How to synchronize lists across gpus using torch.distributed.launch

Hi.

I want to concat lists with different lengths across different gpus using torch.distributed.launch. Is there any api like torch.distributed.all_reduce() can help me?

Example Code (test.py):

import random
import torch
l = []
length = random.randint(5, 8)
for i in range(length):
    l.append(i)
print(l)

Run:

python -m torch.distributed.launch \
    --nproc_per_node=4  \
    --use_env \
    --master_port=$RANDOM \
    test.py

Result:

[1, 2, ..., length in GPU 0]
[1, 2, ..., length in GPU 1]
[1, 2, ..., length in GPU 2]
[1, 2, ..., length in GPU 3]

What I want (concat/synchronize the list in 4 different gpus together):

[1, 2, ..., length in GPU 0, ..., length in GPU 1, ..., length in GPU 2, ..., length in GPU 3]
[1, 2, ..., length in GPU 0, ..., length in GPU 1, ..., length in GPU 2, ..., length in GPU 3]
[1, 2, ..., length in GPU 0, ..., length in GPU 1, ..., length in GPU 2, ..., length in GPU 3]
[1, 2, ..., length in GPU 0, ..., length in GPU 1, ..., length in GPU 2, ..., length in GPU 3]

Thanks!

You can use allgather for this purpose.

Hi, Thanks for your nice suggestion!

Another harder problem for me is that, when there are too many 1D tensors with different lengths on each gpu, is there any method to gather them easier without a loop?
Situation:

GPU 0: [torch.Tensor(101), torch.Tensor(102), torch.Tensor(103), ..., torch.Tensor(200)]
GPU 1: [torch.Tensor(201), torch.Tensor(202), torch.Tensor(203), ..., torch.Tensor(300)]
GPU 2: [torch.Tensor(301), torch.Tensor(302), torch.Tensor(303), ..., torch.Tensor(400)]
GPU 3: [torch.Tensor(401), torch.Tensor(402), torch.Tensor(403), ..., torch.Tensor(500)]

Result:

GPU 0: [torch.Tensor(101), torch.Tensor(102), ..., torch.Tensor(200), ...  torch.Tensor(201), ..., torch.Tensor(500)]
GPU 1: [torch.Tensor(101), torch.Tensor(102), ..., torch.Tensor(200), ...  torch.Tensor(201), ..., torch.Tensor(500)]
GPU 2: [torch.Tensor(101), torch.Tensor(102), ..., torch.Tensor(200), ...  torch.Tensor(201), ..., torch.Tensor(500)]
GPU 3: [torch.Tensor(101), torch.Tensor(102), ..., torch.Tensor(200), ...  torch.Tensor(201), ..., torch.Tensor(500)]
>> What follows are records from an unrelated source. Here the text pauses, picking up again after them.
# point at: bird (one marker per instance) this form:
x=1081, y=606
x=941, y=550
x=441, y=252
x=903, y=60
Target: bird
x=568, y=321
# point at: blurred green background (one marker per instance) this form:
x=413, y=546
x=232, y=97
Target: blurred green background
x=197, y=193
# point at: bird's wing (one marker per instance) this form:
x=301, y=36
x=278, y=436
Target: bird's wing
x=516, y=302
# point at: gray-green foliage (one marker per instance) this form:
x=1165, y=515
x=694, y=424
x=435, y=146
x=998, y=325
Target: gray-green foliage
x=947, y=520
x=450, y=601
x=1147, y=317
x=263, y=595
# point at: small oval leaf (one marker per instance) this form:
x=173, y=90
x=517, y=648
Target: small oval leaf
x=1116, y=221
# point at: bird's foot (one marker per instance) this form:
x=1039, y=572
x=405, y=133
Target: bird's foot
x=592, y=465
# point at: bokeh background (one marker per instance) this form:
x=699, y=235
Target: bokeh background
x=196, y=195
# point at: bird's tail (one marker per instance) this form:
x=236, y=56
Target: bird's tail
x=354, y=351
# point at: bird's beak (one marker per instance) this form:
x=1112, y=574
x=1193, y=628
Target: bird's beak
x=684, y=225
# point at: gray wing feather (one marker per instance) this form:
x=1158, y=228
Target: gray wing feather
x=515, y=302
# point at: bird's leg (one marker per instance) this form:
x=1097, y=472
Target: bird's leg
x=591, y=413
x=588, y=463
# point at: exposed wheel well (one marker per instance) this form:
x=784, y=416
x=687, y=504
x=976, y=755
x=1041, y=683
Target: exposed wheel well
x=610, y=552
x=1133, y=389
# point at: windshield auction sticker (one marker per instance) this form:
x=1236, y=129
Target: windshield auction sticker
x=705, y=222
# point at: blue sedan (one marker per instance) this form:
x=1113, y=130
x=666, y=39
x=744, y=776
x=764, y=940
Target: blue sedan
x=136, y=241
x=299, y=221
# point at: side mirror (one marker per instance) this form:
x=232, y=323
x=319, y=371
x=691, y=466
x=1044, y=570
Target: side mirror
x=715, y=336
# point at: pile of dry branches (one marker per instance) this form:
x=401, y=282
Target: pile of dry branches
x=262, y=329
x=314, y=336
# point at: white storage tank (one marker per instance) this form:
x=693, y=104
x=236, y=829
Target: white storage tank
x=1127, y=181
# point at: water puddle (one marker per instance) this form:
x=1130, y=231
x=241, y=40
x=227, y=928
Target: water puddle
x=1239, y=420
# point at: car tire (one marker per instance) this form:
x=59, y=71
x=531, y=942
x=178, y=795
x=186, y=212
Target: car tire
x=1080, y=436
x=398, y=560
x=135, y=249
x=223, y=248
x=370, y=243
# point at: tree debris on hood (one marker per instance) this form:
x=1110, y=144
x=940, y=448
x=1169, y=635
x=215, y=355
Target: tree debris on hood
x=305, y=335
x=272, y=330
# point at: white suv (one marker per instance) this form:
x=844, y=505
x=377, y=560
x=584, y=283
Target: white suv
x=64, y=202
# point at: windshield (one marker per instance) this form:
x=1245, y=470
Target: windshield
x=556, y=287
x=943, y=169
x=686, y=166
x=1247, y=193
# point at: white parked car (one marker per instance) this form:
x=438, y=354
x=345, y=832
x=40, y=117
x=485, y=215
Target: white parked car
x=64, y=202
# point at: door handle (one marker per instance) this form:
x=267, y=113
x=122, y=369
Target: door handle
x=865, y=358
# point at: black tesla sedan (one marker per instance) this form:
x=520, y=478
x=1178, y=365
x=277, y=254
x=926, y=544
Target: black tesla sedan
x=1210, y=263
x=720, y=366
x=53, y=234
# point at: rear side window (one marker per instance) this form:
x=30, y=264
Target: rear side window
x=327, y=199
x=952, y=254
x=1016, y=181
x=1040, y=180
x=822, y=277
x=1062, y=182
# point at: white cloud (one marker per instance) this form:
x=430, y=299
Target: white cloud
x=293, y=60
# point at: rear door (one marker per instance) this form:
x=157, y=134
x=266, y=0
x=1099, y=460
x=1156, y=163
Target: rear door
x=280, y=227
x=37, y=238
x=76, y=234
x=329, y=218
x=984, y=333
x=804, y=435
The order of tensors in the output list doesn’t matter.

Hi, this is indeed what I need!

However, in my situation, data is generated dynamically during training on each GPU. What I need to do is to gather the data, and then use distributedSampler to sample them. I’m stucked at the step of gathering.

Do you have any good ideas?

You can pad each tensor to the maximum size and then use allgather. If you don’t know the maximum size before hand, you can first perform an allgather to collect the size of each tensor and then calculate the max.